更新1：使用建议的正则表达式的 M 代码：

let
    Source = Table.FromRows(Json.Document(Binary.Decompress(Binary.FromText("TY9BSwNBDIX/yqPnJVRBiicRetBCD1LBQ+1hdid1Qmcmy0zWpf/e2aLgMXnv5X05Hlf7QnDZY18q4ZDEAnqdvoJhCOzGKsY0aMJZC+7oAUliFM3wGqMrtYMQEwJjdOLhENVuXjHCtm2akiT7J2xb0bN3CTvNXLFrowXJl7pYvPj8Oa3X95sWe82N6IrBVe4WT4XUPxVWJiYifHCMHeaF12Es2rteotgVegY9tvp/IXrRmb+5/F6LkhmzZmtP3DjfGss7V1udTj8=", BinaryEncoding.Base64), Compression.Deflate)), let _t = ((type nullable text) meta [Serialized.Text = true]) in type table [Column1 = _t]),
    #"Changed Type" = Table.TransformColumnTypes(Source,{{"Column1", type text}}),
    #"Invoked Custom Function" = Table.AddColumn(#"Changed Type", "FnRegexReplace", each FnRegexReplace([Column1], "((?:\S+\.(?:net|org|com)\b|\b[mdjs]rs?\.|\d*\.\d+|[a-z]\.(?:[a-z]\.)+|[^?.!])+(?:[.?!]+|$))[?!.\s]*)", "$1\n", "gi"))
in
    #"Invoked Custom Function"

- Nick

遗憾的是，对我来说同样返回了一个空结果。 - Nick

我刚在regex101中测试了JvdV的替换。不知道为什么结果会不同？之前：https://regex101.com/r/WEC0M9/6（V6），而之后则是：https://regex101.com/r/WEC0M9/9（V9）。 - Anonymous

2

Web 环境使用的是 JavaScript 正则表达式引擎，不支持向后查找。您还标记了 Power BI。在 Power BI 中的 Power Query 可以运行 Python 和 R 脚本，两者都支持不仅包括向后查找，还有 re.split 方法。 - Ron Rosenfeld

@JvdV 谢谢您的解释。我只是想学习，因为我不是一个经常使用正则表达式的用户。 - Anonymous

1

@Nick，我正在阅读有关可能更改基于JavaScript的函数的内容。今天我无法解决它。明天可能可以（希望到那时候有别人已经为您准备好了答案）。 - JvdV

显示剩余9条评论

2个回答

0

这个正则表达式适用于大多数文本，但也可以应对可能出现的问题。

\s*((?:\b(?:[djms]rs?|flam|liq|st)\.|\b(?:[a-z]\.){2,}|\.\d|\.(?:com|net|org)\b|[^.?!])+(?:[.?!]+|$)) (Gmi 作为标志)
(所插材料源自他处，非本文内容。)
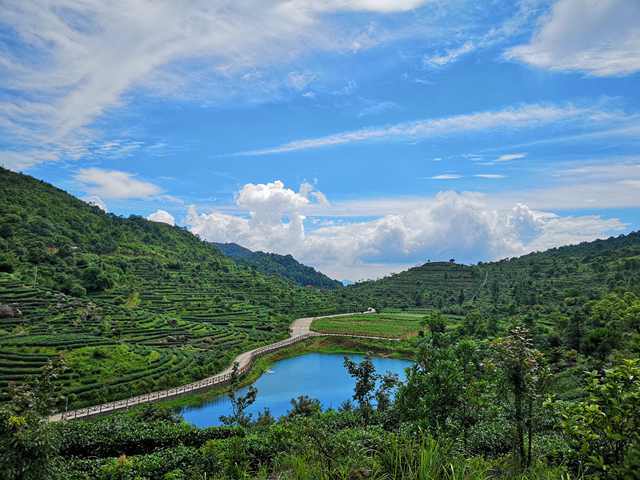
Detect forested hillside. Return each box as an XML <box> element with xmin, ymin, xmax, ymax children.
<box><xmin>0</xmin><ymin>170</ymin><xmax>640</xmax><ymax>480</ymax></box>
<box><xmin>0</xmin><ymin>169</ymin><xmax>353</xmax><ymax>406</ymax></box>
<box><xmin>345</xmin><ymin>232</ymin><xmax>640</xmax><ymax>315</ymax></box>
<box><xmin>214</xmin><ymin>243</ymin><xmax>342</xmax><ymax>288</ymax></box>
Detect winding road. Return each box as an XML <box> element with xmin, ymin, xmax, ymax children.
<box><xmin>49</xmin><ymin>312</ymin><xmax>397</xmax><ymax>422</ymax></box>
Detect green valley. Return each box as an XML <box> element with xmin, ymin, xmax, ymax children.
<box><xmin>0</xmin><ymin>170</ymin><xmax>640</xmax><ymax>480</ymax></box>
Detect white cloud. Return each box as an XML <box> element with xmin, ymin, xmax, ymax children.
<box><xmin>235</xmin><ymin>104</ymin><xmax>633</xmax><ymax>155</ymax></box>
<box><xmin>0</xmin><ymin>0</ymin><xmax>426</xmax><ymax>168</ymax></box>
<box><xmin>74</xmin><ymin>168</ymin><xmax>162</xmax><ymax>199</ymax></box>
<box><xmin>474</xmin><ymin>173</ymin><xmax>505</xmax><ymax>179</ymax></box>
<box><xmin>496</xmin><ymin>153</ymin><xmax>527</xmax><ymax>162</ymax></box>
<box><xmin>428</xmin><ymin>173</ymin><xmax>462</xmax><ymax>180</ymax></box>
<box><xmin>422</xmin><ymin>0</ymin><xmax>545</xmax><ymax>69</ymax></box>
<box><xmin>423</xmin><ymin>41</ymin><xmax>476</xmax><ymax>68</ymax></box>
<box><xmin>358</xmin><ymin>101</ymin><xmax>399</xmax><ymax>117</ymax></box>
<box><xmin>147</xmin><ymin>210</ymin><xmax>176</xmax><ymax>226</ymax></box>
<box><xmin>186</xmin><ymin>181</ymin><xmax>625</xmax><ymax>279</ymax></box>
<box><xmin>506</xmin><ymin>0</ymin><xmax>640</xmax><ymax>77</ymax></box>
<box><xmin>82</xmin><ymin>195</ymin><xmax>107</xmax><ymax>212</ymax></box>
<box><xmin>287</xmin><ymin>72</ymin><xmax>316</xmax><ymax>90</ymax></box>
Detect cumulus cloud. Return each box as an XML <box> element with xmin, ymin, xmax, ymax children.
<box><xmin>82</xmin><ymin>195</ymin><xmax>107</xmax><ymax>212</ymax></box>
<box><xmin>74</xmin><ymin>168</ymin><xmax>162</xmax><ymax>199</ymax></box>
<box><xmin>187</xmin><ymin>181</ymin><xmax>625</xmax><ymax>279</ymax></box>
<box><xmin>147</xmin><ymin>210</ymin><xmax>176</xmax><ymax>226</ymax></box>
<box><xmin>506</xmin><ymin>0</ymin><xmax>640</xmax><ymax>77</ymax></box>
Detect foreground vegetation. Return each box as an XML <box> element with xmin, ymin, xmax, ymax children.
<box><xmin>0</xmin><ymin>298</ymin><xmax>640</xmax><ymax>479</ymax></box>
<box><xmin>0</xmin><ymin>170</ymin><xmax>640</xmax><ymax>479</ymax></box>
<box><xmin>0</xmin><ymin>169</ymin><xmax>356</xmax><ymax>410</ymax></box>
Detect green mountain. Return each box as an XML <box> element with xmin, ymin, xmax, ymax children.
<box><xmin>0</xmin><ymin>169</ymin><xmax>353</xmax><ymax>406</ymax></box>
<box><xmin>214</xmin><ymin>243</ymin><xmax>342</xmax><ymax>288</ymax></box>
<box><xmin>345</xmin><ymin>232</ymin><xmax>640</xmax><ymax>315</ymax></box>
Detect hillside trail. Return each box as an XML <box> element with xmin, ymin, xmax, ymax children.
<box><xmin>49</xmin><ymin>312</ymin><xmax>392</xmax><ymax>422</ymax></box>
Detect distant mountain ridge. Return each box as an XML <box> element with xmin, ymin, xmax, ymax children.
<box><xmin>214</xmin><ymin>242</ymin><xmax>343</xmax><ymax>289</ymax></box>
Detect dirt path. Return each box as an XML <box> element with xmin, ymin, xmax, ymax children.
<box><xmin>49</xmin><ymin>312</ymin><xmax>393</xmax><ymax>422</ymax></box>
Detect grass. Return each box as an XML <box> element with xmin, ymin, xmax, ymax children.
<box><xmin>311</xmin><ymin>313</ymin><xmax>423</xmax><ymax>338</ymax></box>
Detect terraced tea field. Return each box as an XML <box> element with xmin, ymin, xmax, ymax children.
<box><xmin>311</xmin><ymin>313</ymin><xmax>424</xmax><ymax>338</ymax></box>
<box><xmin>0</xmin><ymin>260</ymin><xmax>350</xmax><ymax>408</ymax></box>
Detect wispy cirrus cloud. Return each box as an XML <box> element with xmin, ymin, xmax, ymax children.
<box><xmin>233</xmin><ymin>104</ymin><xmax>638</xmax><ymax>156</ymax></box>
<box><xmin>505</xmin><ymin>0</ymin><xmax>640</xmax><ymax>77</ymax></box>
<box><xmin>474</xmin><ymin>173</ymin><xmax>506</xmax><ymax>179</ymax></box>
<box><xmin>74</xmin><ymin>168</ymin><xmax>162</xmax><ymax>199</ymax></box>
<box><xmin>0</xmin><ymin>0</ymin><xmax>427</xmax><ymax>168</ymax></box>
<box><xmin>495</xmin><ymin>153</ymin><xmax>527</xmax><ymax>162</ymax></box>
<box><xmin>427</xmin><ymin>173</ymin><xmax>462</xmax><ymax>180</ymax></box>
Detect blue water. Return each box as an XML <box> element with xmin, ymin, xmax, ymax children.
<box><xmin>181</xmin><ymin>353</ymin><xmax>412</xmax><ymax>427</ymax></box>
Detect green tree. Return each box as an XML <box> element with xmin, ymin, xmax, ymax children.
<box><xmin>220</xmin><ymin>362</ymin><xmax>258</xmax><ymax>427</ymax></box>
<box><xmin>0</xmin><ymin>362</ymin><xmax>64</xmax><ymax>480</ymax></box>
<box><xmin>495</xmin><ymin>327</ymin><xmax>547</xmax><ymax>469</ymax></box>
<box><xmin>344</xmin><ymin>355</ymin><xmax>378</xmax><ymax>423</ymax></box>
<box><xmin>549</xmin><ymin>359</ymin><xmax>640</xmax><ymax>479</ymax></box>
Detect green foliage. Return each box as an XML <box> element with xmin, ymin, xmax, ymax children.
<box><xmin>214</xmin><ymin>243</ymin><xmax>342</xmax><ymax>289</ymax></box>
<box><xmin>549</xmin><ymin>360</ymin><xmax>640</xmax><ymax>479</ymax></box>
<box><xmin>311</xmin><ymin>313</ymin><xmax>421</xmax><ymax>338</ymax></box>
<box><xmin>0</xmin><ymin>169</ymin><xmax>355</xmax><ymax>409</ymax></box>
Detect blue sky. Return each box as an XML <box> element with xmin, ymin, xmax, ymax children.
<box><xmin>0</xmin><ymin>0</ymin><xmax>640</xmax><ymax>280</ymax></box>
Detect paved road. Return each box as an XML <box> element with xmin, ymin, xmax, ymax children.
<box><xmin>49</xmin><ymin>312</ymin><xmax>393</xmax><ymax>422</ymax></box>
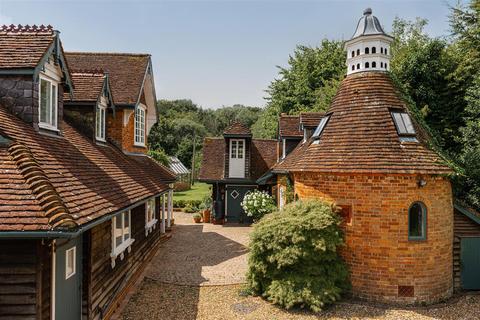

其中flam|liq|st是示例，如果单词后面跟着一个.，通常会发生拆分。正则表达式的这一部分强制忽略了这些情况。例如，如果您有文本“圣伯纳德通常重80公斤”，这通常会在St上拆分。但是，在正则表达式的这个区域中添加st将忽略这一点，因此整个句子被捕获。您可以继续添加到此部分以尝试适应大多数错误。如果您想进一步改进，请发表评论/答案。

- Nick

网页内容由stack overflow 提供, 点击上面的

可以查看英文原文，
原文链接

- JvdV · Accepted Answer

我认为以下内容会很有帮助：

（注意：本文为机器翻译，可能不够准确，请以原文为准。）

For demonstration purposes I loaded the data directly from Excel. I'm sure you can figure out how to connect your PDF;
Since the JavaScript-based function is a small HTML-script we have to escape the apostrope in the sample text first using a replace function. Otherwise it will clash with the apostrophes used to write the script in the function (see below). If we don't the function will error out/show nothing. Apostrophe will be shown correctly after applying function;
I edited the pattern to catch a full sentence in 1st capture group and for this sample I replaced what is captured with the backreference to this group and a pipe-symbol to visualize the result. Note there is no use of a negative lookbehind nomore since that is not supported in the engine. This resulted in a lengthy pattern which probably does not yet catch all the quirks possible:
```
\s*((?:\b[MDJS]rs?\.|\d*\.\d+|\S+\.(?:com|net|org)\b|[a-z]\.(?:[a-z]\.)+|[^.?!])+(?:[.?!]+|$))
```

M-Code:

let
    Source = Excel.CurrentWorkbook(){[Name="Table1"]}[Content],
    #"Changed Type" = Table.TransformColumnTypes(Source,{{"Kol", type text}}),
    #"Replaced Value" = Table.ReplaceValue(#"Changed Type","'","&apos",Replacer.ReplaceText,{"Kol"}),
    #"Invoked Custom Function" = Table.AddColumn(#"Replaced Value", "fnRegexReplace", each fnRegexReplace([Kol], "\\s*((?:\\b[MDJS]rs?\\.|\\d*\\.\\d+|\\S+\\.(?:com|net|org)\\b|[a-z]\\.(?:[a-z]\\.)+|[^.?!])+(?:[.?!]+|$))", "$1|"))
in
    #"Invoked Custom Function"

使用了函数fnRegexReplace：

(x,y,z)=>
let 
   Source = Web.Page(
                     "<script>var x="&"'"&x&"'"&";var z="&"'"&z&
                     "'"&";var y=new RegExp('"&y&"','gmi');
                     var b=x.replace(y,z);document.write(b);</script>")
                     [Data]{0}[Children]{0}[Children]{1}[Text]{0}
in 
   Source

这是一个正则表达式的在线演示。